Lanete Bürünmüş Tenli Kadın I

-I-

(Gece. Kandiller yanmıştır gökte. Kulenin penceresinden göğe haykıran küskün saçlı, müsahhar, hüzünlü kadın.)

FÜSUN:

        Ah, o ne inanılmaz, efsunlu bir rüyaydı!
        Aylardan mehtap günlerden âlâ'ydı.
        Küskün saçlarımı tararken ellerimle,
        Gördüklerim sudan berraktı.
        Ey gece!

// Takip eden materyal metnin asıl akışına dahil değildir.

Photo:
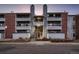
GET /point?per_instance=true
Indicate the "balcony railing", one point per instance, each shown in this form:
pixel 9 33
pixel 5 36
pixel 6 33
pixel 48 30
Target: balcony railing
pixel 23 27
pixel 38 23
pixel 54 19
pixel 23 19
pixel 54 27
pixel 22 35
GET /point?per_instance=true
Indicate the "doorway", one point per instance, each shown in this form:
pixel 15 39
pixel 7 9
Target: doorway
pixel 38 32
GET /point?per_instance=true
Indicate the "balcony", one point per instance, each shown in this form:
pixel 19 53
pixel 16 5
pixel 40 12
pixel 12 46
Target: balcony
pixel 23 19
pixel 22 35
pixel 23 27
pixel 54 27
pixel 54 19
pixel 38 23
pixel 2 19
pixel 56 35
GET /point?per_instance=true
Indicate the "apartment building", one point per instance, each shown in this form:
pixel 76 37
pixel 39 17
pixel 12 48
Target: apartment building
pixel 50 25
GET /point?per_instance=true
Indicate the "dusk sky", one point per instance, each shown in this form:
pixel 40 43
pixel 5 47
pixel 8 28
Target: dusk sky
pixel 71 8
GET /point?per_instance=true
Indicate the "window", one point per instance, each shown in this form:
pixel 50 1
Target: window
pixel 1 23
pixel 74 35
pixel 1 15
pixel 23 15
pixel 1 31
pixel 54 31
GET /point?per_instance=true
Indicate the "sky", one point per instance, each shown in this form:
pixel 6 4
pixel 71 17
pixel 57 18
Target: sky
pixel 70 8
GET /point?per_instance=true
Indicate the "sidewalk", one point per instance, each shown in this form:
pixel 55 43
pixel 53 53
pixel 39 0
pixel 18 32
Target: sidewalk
pixel 42 43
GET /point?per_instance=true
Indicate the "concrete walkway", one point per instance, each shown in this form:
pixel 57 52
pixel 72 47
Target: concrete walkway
pixel 42 43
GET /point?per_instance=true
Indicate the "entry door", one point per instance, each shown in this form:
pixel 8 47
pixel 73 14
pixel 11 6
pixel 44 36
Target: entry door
pixel 38 32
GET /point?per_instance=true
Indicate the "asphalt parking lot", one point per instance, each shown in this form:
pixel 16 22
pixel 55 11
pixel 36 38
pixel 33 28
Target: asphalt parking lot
pixel 39 48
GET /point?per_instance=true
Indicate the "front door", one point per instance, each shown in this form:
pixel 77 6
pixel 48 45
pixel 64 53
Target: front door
pixel 38 32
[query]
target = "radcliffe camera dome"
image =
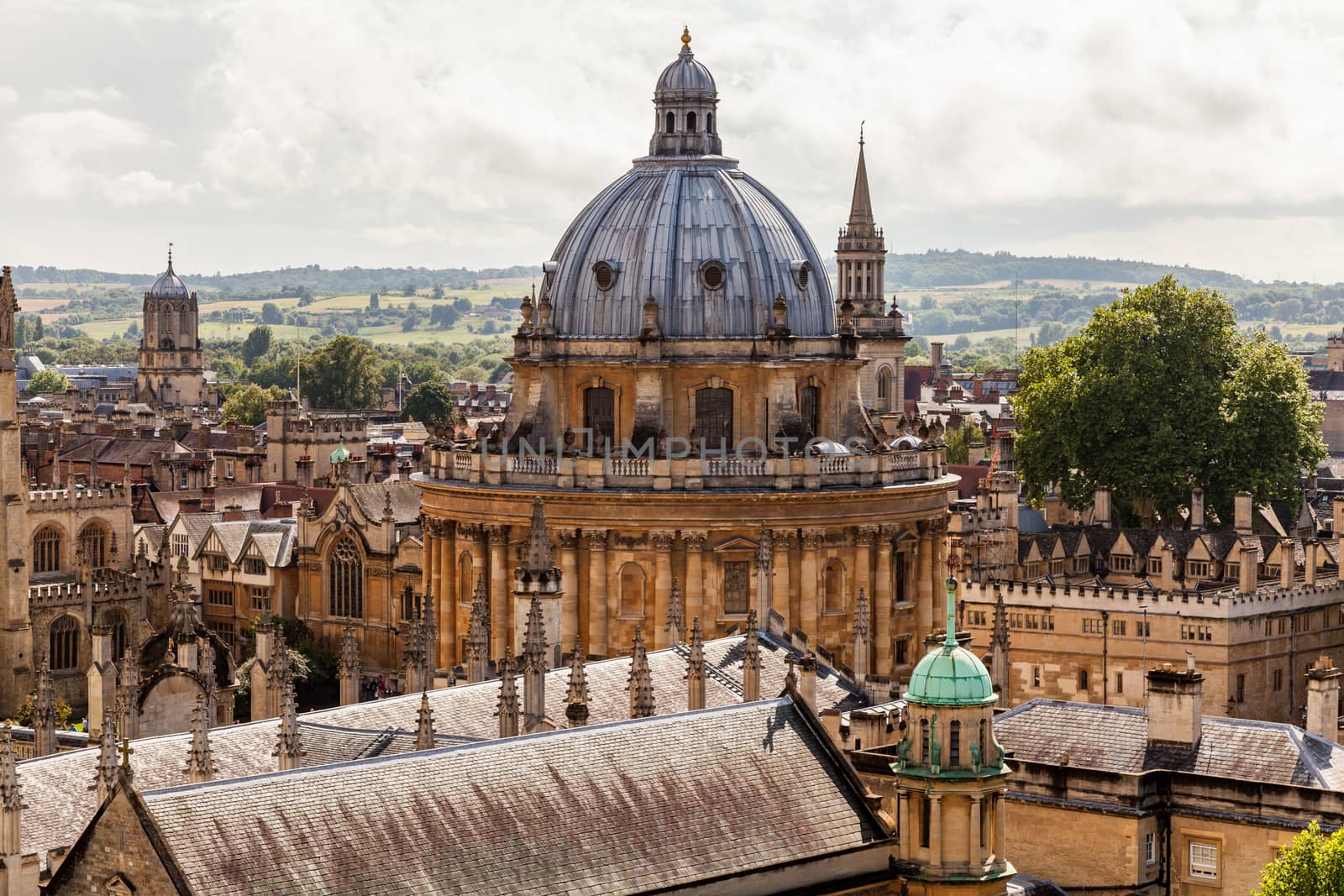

Ey koynuma giren sinsi gece!
        Geri getir bana ruhumu sessizce!
        Saflığımı benden çalan o genci,
        İstemiyorum bir kez daha görmeyi!

GECE:

        Ey lanete bürünmüş tenli kadın!
        Bu hayale ancak sen kendin aldandın!
        Hayatını gözlerinin ardındaki düşler üzerine yaşadın.
        Aklını gerçeğe sen kapadın!

FÜSUN:

        Ey laneti üzerime salan gece!
        Sen değil miydin ona inanmamı dileyen,
        Kendimi yok edip onu yüceltmemi söyleyen,
        Onun aşkını bana daim birleten...
        Sen değil miydin ey gece! Durma söyle!

GECE:

        Ey üzerine lanetimi çeken biçare!
        Günahının keçisini arama bende.
        Doğrudur ne söyledinse ancak,
        İraden var senin tanrıdan mutlak!

FÜSUN:

        Gece! Karanlığını al üzerimden!
        İrademi sen çaldın ta en derinden.
        Müsahharım senin o zehirli dilinden,
        Uyan ey güneş! Kurtar beni bu zalimden, 
        Uyan ey güneş, uyan ey güneş, uyan ey güneş!

GECE:

        Tüketme beyhude yere inci nefesini,
        Göremeyeceksin ebedi olarak güneşi.
        Karanlığımın zulmünde geçecek günlerin.
        Kör oldu sanacaksın gözlerin!

FÜSUN:

        Ruhum! Sen ruhumu kör etmişken,
        Sanıyor musun ki görür gözlerim?
        Bedenim lanetine mahkumken,
        Ve dört yanım karanlıkla çevrelenmişken,
        İçine hapsolduğum bu kulede,
        Şu göğün eşşiz güzelliği içinde,
        Gözlerimin ardındaki güneşi saklayamayacaksın benden!

GECE:

        Ey lanete bürünmüş tenli kadın!
        Hayal ömrün hep hayal!
        Geç olmayacak yazılması kabrine adının!
        Bu nasihatimi dikkate al...

FÜSUN:
        Nasihat ha! 
        Şu çürük duvarlar içinde süren yaşamım,
        Asıl nasihat işte budur ey gece!
        Senden sakındığım yok bir canım,
        Durma, alacaksan al gece!

(Kadın gösünü açarak ellerini göğe kaldırır. Kapalı gözlerinden yaşlar peşi sıra dökülmektedir.)